To visualize the maps in PyMOL, use the plugins provided. First, load the protein structure used in FragMap generation onto PyMOL. Once the protein structure is loaded, select Plug ‣ FragMap Tools to activate the plugin window. If the plugin is not installed, see PyMOL plugin installation for the install instruction.

The “map folder” is the name of folder that contains FragMap files, which is typically “2b_gen_maps”. The “map prefix” is the protein PDB name used building FragMap setup. If a protein PDB file was loaded onto PyMOL prior to opening the plugin window, the name of the PDB file will be taken as a default for this parameter. Once these two parameters are confirmed, select “Visualize FragMap” button at the bottom of the window.

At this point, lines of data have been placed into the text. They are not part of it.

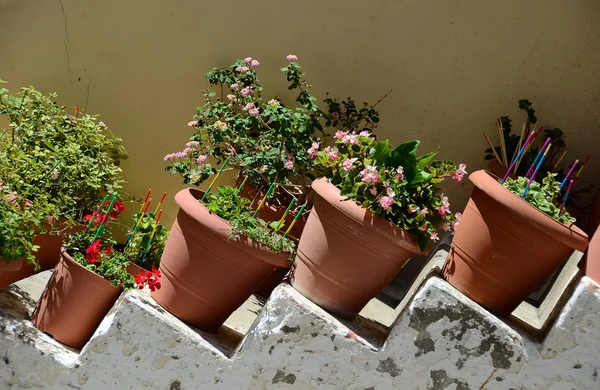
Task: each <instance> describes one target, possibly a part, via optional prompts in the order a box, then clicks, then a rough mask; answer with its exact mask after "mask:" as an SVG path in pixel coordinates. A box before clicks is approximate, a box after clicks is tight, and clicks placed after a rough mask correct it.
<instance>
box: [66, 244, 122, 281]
mask: <svg viewBox="0 0 600 390" xmlns="http://www.w3.org/2000/svg"><path fill="white" fill-rule="evenodd" d="M60 255H61V257H62V258H63V259H65V260H66V261H67V262H69V263H71V264H74V265H75V269H72V270H71V272H77V273H79V274H84V275H85V276H84V277H85V278H86V281H87V282H88V283H90V284H93V285H94V287H96V288H111V289H117V290H119V289H123V286H122V285H119V287H113V286H112V284H111V283H110V280H108V279H106V278H105V277H104V276H100V275H98V274H97V273H95V272H94V271H91V270H89V269H87V268H85V267H84V266H83V265H81V264H79V263H78V262H77V261H76V260H75V259H74V258H73V257H72V256H71V255H70V254H69V253H68V252H67V250H66V249H65V248H64V247H62V248H60Z"/></svg>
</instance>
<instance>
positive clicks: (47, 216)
mask: <svg viewBox="0 0 600 390" xmlns="http://www.w3.org/2000/svg"><path fill="white" fill-rule="evenodd" d="M55 213H56V210H55V208H54V207H53V205H52V204H49V203H47V202H45V201H40V202H36V203H31V202H26V200H25V199H23V198H22V197H20V196H18V194H17V193H14V192H11V191H10V187H9V186H3V187H1V188H0V259H2V260H4V262H5V263H7V264H8V263H9V262H11V261H15V260H18V259H22V258H25V259H26V260H27V262H28V263H30V264H34V265H35V266H36V268H39V264H38V263H37V260H36V258H35V252H37V250H38V249H39V247H38V246H37V245H34V244H33V238H34V236H35V234H38V233H44V232H47V229H48V223H47V220H48V217H51V216H52V215H54V214H55Z"/></svg>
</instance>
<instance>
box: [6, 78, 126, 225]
mask: <svg viewBox="0 0 600 390" xmlns="http://www.w3.org/2000/svg"><path fill="white" fill-rule="evenodd" d="M0 83H4V82H3V81H1V80H0ZM56 98H57V95H56V94H55V93H50V94H48V95H44V94H42V93H41V92H39V91H37V90H36V89H35V88H33V87H28V88H21V90H20V91H19V93H18V94H16V95H11V94H10V93H9V91H8V90H7V89H5V88H2V89H0V115H3V116H5V117H6V119H7V120H8V123H9V124H8V127H7V128H3V129H0V151H1V153H2V164H1V166H0V181H2V182H4V183H5V184H10V185H11V186H12V189H13V190H14V191H16V192H17V193H19V194H20V196H22V197H24V198H26V199H29V200H31V201H34V202H36V201H38V200H39V199H47V200H48V201H51V202H52V203H54V204H55V205H56V206H57V209H58V213H57V217H63V218H67V219H72V220H77V219H81V218H82V217H83V215H84V214H85V213H87V212H89V211H90V210H91V209H93V207H94V205H95V204H98V203H99V202H100V200H101V199H102V198H103V197H104V195H105V194H110V195H112V194H115V193H116V192H117V191H119V190H120V189H121V185H122V184H123V179H122V177H121V169H120V168H119V166H118V165H119V162H120V160H121V159H123V158H126V157H127V154H126V152H125V150H124V148H123V147H122V146H121V139H119V138H116V137H114V136H113V135H112V133H111V131H110V130H109V129H108V127H107V126H106V125H105V124H104V123H103V122H98V118H97V116H92V115H89V114H87V113H85V112H84V110H83V109H81V108H80V107H75V108H74V111H75V112H74V114H73V115H70V114H68V113H67V112H66V110H65V107H64V106H59V105H58V104H57V103H56V102H55V100H56Z"/></svg>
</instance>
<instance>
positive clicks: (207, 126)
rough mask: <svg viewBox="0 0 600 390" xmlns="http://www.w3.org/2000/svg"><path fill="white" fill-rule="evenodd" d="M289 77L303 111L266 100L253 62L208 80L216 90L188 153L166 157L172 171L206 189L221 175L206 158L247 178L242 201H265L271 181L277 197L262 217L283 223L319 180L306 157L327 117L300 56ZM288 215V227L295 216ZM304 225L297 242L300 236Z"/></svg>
mask: <svg viewBox="0 0 600 390" xmlns="http://www.w3.org/2000/svg"><path fill="white" fill-rule="evenodd" d="M287 59H288V61H289V63H288V65H287V66H286V67H284V68H282V69H281V70H282V71H283V72H285V74H286V78H287V81H288V83H289V85H288V89H289V90H295V91H298V95H297V97H296V103H297V105H296V106H294V107H292V106H286V105H285V104H284V103H283V102H282V101H281V100H280V99H278V98H277V97H272V98H270V99H268V100H267V98H263V87H262V85H261V83H260V80H259V78H258V74H257V69H258V67H259V62H258V61H257V60H255V59H252V58H250V57H247V58H245V59H243V60H242V59H240V60H237V61H236V62H235V63H234V64H232V65H231V66H229V67H224V68H213V69H212V70H211V71H210V72H208V73H207V74H206V77H207V79H208V81H209V84H210V86H211V89H208V90H205V91H203V96H204V104H203V105H202V106H200V107H198V109H197V113H196V115H195V116H194V118H193V120H192V121H191V122H190V123H189V124H188V125H189V126H190V127H191V128H193V129H194V134H193V135H192V136H191V137H190V142H188V143H187V144H186V148H185V149H184V150H183V151H181V152H177V153H170V154H168V155H166V156H165V161H167V162H168V164H169V165H168V166H167V167H166V170H167V171H168V172H169V173H171V174H180V175H182V176H183V182H184V184H190V185H195V186H197V185H200V184H202V183H203V182H204V181H206V180H207V179H208V178H209V177H210V176H211V175H212V174H214V173H215V172H216V170H215V168H214V167H213V165H212V164H211V162H210V161H212V160H208V158H209V157H210V158H213V159H216V161H217V163H218V164H221V163H222V162H223V161H225V160H226V161H227V167H226V170H235V171H237V172H238V173H239V176H238V183H237V185H239V184H240V183H241V182H242V181H243V180H246V182H245V185H244V187H243V189H242V195H244V196H245V197H248V198H254V197H258V200H259V201H260V200H261V198H262V196H264V193H265V192H266V189H267V187H268V186H269V184H270V183H277V188H276V191H275V192H274V193H273V194H272V197H271V198H270V199H269V200H268V201H267V203H266V207H263V208H261V210H260V213H259V217H260V218H262V219H264V220H266V221H268V222H274V221H278V220H279V219H280V218H281V216H282V215H283V213H284V210H285V209H286V207H287V205H288V204H289V203H290V201H291V199H292V197H296V198H298V200H299V201H298V202H297V204H298V205H300V204H303V203H304V198H305V196H306V194H307V192H308V190H309V189H310V187H309V185H310V182H311V181H312V180H313V179H314V175H313V173H314V169H313V168H314V162H313V160H311V159H310V158H309V156H308V155H307V154H306V150H307V149H309V148H310V147H311V145H312V143H313V142H314V140H315V137H316V136H317V134H322V125H321V124H320V120H321V118H322V116H323V113H322V112H321V110H319V107H318V106H317V104H316V103H315V102H316V98H314V97H313V96H311V95H310V93H309V87H310V86H309V84H308V82H307V81H306V80H305V78H304V73H303V72H302V70H301V67H300V64H299V63H298V61H297V57H296V56H294V55H289V56H288V57H287ZM295 211H296V210H290V212H289V213H288V217H287V218H288V219H287V223H290V222H291V220H292V219H293V218H294V216H295ZM301 225H302V220H300V222H299V223H298V224H296V226H295V229H294V231H292V232H291V236H292V237H296V238H299V236H300V233H301Z"/></svg>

This will load various FragMaps onto PyMOL main window, and display a new tab in the plugin window. This new tab allows quickly enable/disable FragMap display using the checkboxes on the left hand side of the window. By default, FragMaps are displayed at -1.2 kcal/mol with an exception of exclusion map. This level can be changed by using left or right arrows on either side of the numeric level indicator.